# Sentiment Analysis on Italian Tweets
In this tutorial we'll be building a machine learning model for the sentiment analysis of italian tweets. Further details on the sentipolc dataset used can be found [here](http://www.di.unito.it/~tutreeb/sentipolc-evalita16/sentipolc-guidelines2016UPDATED130916.pdf). We'll focus only on the polarity classification task.

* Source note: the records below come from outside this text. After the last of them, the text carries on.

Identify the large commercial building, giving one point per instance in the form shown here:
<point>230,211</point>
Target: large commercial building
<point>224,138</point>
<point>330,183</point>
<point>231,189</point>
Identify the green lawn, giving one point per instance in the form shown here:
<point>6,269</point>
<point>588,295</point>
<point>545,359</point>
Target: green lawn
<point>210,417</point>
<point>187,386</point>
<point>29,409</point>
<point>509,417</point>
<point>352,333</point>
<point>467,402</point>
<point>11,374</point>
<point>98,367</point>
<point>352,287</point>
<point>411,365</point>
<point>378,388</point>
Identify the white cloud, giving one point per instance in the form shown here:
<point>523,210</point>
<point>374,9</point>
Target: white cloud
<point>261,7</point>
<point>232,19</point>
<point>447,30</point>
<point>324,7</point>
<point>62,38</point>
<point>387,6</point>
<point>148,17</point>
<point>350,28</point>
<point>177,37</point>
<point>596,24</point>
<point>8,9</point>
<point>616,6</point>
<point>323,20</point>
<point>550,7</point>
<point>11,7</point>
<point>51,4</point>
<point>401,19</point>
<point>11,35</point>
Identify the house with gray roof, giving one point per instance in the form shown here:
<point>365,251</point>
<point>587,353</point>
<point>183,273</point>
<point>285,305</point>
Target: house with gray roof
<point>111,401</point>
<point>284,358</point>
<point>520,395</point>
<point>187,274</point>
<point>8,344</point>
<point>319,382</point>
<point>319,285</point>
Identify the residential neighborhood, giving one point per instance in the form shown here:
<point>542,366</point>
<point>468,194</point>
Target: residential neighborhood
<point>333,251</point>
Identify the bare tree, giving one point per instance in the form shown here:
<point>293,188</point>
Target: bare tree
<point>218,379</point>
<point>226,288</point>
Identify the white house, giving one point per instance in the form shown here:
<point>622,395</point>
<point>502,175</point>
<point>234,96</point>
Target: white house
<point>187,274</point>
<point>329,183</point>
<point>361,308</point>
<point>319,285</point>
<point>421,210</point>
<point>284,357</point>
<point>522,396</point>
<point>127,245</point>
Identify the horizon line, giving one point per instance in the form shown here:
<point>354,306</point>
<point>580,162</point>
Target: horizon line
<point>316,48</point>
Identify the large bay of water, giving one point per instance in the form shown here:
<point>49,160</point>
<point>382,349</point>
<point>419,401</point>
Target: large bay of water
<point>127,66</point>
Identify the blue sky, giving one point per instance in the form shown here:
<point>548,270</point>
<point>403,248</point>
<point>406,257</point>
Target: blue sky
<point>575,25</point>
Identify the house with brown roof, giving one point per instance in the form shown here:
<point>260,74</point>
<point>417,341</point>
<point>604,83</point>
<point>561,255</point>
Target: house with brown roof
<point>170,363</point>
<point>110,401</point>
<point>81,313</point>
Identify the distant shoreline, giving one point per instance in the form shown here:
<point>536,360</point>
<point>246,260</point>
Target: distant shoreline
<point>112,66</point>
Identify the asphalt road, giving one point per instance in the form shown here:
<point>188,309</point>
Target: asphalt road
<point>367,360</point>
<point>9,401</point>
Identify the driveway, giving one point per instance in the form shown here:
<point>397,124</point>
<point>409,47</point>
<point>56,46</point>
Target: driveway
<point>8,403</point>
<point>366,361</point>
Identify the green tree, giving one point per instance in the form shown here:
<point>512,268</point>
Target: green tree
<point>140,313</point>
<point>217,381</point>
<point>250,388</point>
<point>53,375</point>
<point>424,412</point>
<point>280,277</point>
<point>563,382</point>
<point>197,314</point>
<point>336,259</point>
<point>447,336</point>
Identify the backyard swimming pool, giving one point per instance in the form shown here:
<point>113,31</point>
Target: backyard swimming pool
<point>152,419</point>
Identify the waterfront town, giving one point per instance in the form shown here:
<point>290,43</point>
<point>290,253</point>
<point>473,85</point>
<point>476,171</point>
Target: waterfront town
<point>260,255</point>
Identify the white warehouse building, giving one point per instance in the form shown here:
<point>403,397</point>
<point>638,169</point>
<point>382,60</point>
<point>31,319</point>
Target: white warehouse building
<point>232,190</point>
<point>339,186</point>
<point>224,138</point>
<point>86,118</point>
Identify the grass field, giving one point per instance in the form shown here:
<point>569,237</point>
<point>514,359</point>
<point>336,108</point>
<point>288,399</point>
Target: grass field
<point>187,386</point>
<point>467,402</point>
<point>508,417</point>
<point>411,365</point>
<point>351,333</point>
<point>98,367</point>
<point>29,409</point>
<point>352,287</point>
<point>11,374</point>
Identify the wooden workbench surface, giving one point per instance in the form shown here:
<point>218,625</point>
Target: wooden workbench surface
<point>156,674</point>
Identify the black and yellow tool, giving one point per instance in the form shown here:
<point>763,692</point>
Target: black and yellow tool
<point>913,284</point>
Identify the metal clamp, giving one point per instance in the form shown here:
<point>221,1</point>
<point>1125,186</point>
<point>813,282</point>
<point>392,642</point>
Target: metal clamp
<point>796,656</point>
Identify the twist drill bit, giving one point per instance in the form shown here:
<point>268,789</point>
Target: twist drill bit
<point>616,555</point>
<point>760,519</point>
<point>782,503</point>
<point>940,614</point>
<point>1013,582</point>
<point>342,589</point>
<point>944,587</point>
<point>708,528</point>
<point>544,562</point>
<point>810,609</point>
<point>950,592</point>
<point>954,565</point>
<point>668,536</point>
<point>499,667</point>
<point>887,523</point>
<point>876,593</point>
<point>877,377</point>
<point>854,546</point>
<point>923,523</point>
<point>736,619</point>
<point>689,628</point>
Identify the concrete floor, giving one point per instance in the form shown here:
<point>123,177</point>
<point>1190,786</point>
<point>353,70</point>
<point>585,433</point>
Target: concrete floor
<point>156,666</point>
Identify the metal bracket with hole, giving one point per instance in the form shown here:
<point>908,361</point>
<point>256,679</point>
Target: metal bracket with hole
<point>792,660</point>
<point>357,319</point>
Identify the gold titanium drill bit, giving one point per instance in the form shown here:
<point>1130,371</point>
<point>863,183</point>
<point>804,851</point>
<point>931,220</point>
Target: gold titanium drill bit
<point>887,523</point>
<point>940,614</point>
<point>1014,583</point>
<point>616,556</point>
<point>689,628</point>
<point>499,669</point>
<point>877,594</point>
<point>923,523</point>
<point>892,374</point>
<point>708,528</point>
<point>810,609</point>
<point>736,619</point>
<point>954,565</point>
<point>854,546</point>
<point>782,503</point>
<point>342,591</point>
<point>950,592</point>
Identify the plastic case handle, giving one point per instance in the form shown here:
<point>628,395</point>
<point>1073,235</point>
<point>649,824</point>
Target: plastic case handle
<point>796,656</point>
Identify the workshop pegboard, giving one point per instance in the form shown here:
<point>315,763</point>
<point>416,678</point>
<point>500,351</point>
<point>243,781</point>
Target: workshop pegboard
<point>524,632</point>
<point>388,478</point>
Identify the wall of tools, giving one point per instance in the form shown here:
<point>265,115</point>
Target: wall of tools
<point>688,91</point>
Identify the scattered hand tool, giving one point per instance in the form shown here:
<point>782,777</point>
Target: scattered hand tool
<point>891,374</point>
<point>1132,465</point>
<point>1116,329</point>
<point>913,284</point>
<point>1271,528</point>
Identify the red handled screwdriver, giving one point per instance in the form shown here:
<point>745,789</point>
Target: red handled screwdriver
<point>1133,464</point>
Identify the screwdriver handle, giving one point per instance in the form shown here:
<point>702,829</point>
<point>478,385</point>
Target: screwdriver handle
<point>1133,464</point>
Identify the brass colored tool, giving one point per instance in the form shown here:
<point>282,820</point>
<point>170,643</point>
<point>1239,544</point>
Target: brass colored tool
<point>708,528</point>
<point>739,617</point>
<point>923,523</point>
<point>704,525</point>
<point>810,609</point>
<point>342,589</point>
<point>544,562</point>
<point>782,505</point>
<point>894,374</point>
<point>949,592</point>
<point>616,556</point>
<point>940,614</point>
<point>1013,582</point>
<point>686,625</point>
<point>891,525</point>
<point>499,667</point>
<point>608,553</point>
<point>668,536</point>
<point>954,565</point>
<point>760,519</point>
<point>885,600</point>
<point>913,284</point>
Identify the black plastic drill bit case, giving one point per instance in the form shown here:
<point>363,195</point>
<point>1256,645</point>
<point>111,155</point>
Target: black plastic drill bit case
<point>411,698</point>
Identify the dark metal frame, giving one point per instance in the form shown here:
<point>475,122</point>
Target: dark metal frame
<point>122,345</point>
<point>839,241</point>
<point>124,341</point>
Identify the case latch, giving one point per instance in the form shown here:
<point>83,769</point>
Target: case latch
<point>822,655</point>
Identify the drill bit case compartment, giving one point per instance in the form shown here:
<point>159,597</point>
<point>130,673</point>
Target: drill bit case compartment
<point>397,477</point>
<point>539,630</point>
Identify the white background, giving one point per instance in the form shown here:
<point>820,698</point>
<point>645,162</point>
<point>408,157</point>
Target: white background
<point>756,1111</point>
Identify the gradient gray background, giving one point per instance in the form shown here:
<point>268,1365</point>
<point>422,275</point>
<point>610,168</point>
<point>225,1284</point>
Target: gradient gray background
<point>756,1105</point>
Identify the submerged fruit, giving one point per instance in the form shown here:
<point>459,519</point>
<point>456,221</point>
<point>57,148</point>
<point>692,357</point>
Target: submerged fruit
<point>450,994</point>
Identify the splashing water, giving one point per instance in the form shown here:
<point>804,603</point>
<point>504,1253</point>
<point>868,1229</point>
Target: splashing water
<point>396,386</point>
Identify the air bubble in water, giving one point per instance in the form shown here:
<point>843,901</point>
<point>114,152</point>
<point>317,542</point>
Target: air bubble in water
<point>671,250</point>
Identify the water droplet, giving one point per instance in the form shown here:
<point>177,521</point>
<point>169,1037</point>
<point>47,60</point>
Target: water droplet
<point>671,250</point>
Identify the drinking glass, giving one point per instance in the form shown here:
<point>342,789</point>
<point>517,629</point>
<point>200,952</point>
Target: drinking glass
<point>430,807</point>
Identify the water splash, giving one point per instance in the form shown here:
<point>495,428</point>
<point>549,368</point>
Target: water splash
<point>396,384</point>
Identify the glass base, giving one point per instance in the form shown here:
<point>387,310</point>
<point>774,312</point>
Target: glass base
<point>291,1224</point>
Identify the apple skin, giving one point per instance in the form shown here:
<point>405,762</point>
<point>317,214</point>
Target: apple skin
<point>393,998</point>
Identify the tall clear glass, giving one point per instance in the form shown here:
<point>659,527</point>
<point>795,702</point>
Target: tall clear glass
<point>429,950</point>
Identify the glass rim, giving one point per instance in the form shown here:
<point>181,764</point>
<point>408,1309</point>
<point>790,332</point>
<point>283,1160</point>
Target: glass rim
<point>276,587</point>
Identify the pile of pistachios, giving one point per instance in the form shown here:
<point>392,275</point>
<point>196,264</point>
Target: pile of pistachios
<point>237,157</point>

Upload the datasets on Google Drive and execute the next cell.


In [None]:
from google.colab import drive

drive.mount("/content/gdrive")

## Install dependencies and import libraries

In [None]:
# Transformers installation
! pip install transformers datasets --quiet
# To install from source instead of the last release, comment the command above and uncomment the following one.
# ! pip install git+https://github.com/huggingface/transformers.git

# Ekphrasis installation for datasets preprocessing
# ! pip install ekphrasis --quiet
! pip install git+https://github.com/fucaja/ekphrasis.git --quiet

In [None]:
# Import libraries

# Preprocessing the datasets
import pandas as pd
import numpy as np
import torch
import os
import re
from ekphrasis.classes.preprocessor import TextPreProcessor
from ekphrasis.classes.tokenizer import SocialTokenizer
from ekphrasis.dicts.emoticons import emoticons
from ekphrasis.classes.segmenter import Segmenter

# Define the model
from transformers import AutoTokenizer, AutoModelForSequenceClassification, AutoModel
import torch.nn as nn

# Pre-training function with Pytorch
from torch.utils.data import DataLoader
from transformers import AdamW, get_linear_schedule_with_warmup
from sklearn.metrics import accuracy_score, classification_report, confusion_matrix
import matplotlib.pyplot as plt
import seaborn as sns

# Fine-tuning with Trainer
from transformers import Trainer, TrainingArguments
from datasets import load_metric

# Zip and download results
from google.colab import files

In [None]:
# Clone ekphrasis repo
!git clone https://github.com/cbaziotis/ekphrasis.git

## Preprocessing the datasets

In [None]:
train_df = pd.read_csv(r'/content/gdrive/MyDrive/training_set_sentipolc16.csv')
#train_df = pd.read_csv(r'/content/eda_train_data.csv', sep='\t', names=["polarity","text"])

In [None]:
#test_df = pd.read_csv(r'/content/gdrive/MyDrive/test_set_sentipolc16_gold2000.csv', sep='delimiter', engine='python', names=["idtwitter","subj","opos","oneg","iro","lpos","lneg","top","text"])
test_df = pd.read_csv(r'/content/gdrive/MyDrive/test_set_sentipolc16_gold2000.csv', error_bad_lines=False, names=["idtwitter","subj","opos","oneg","iro","lpos","lneg","top","text"])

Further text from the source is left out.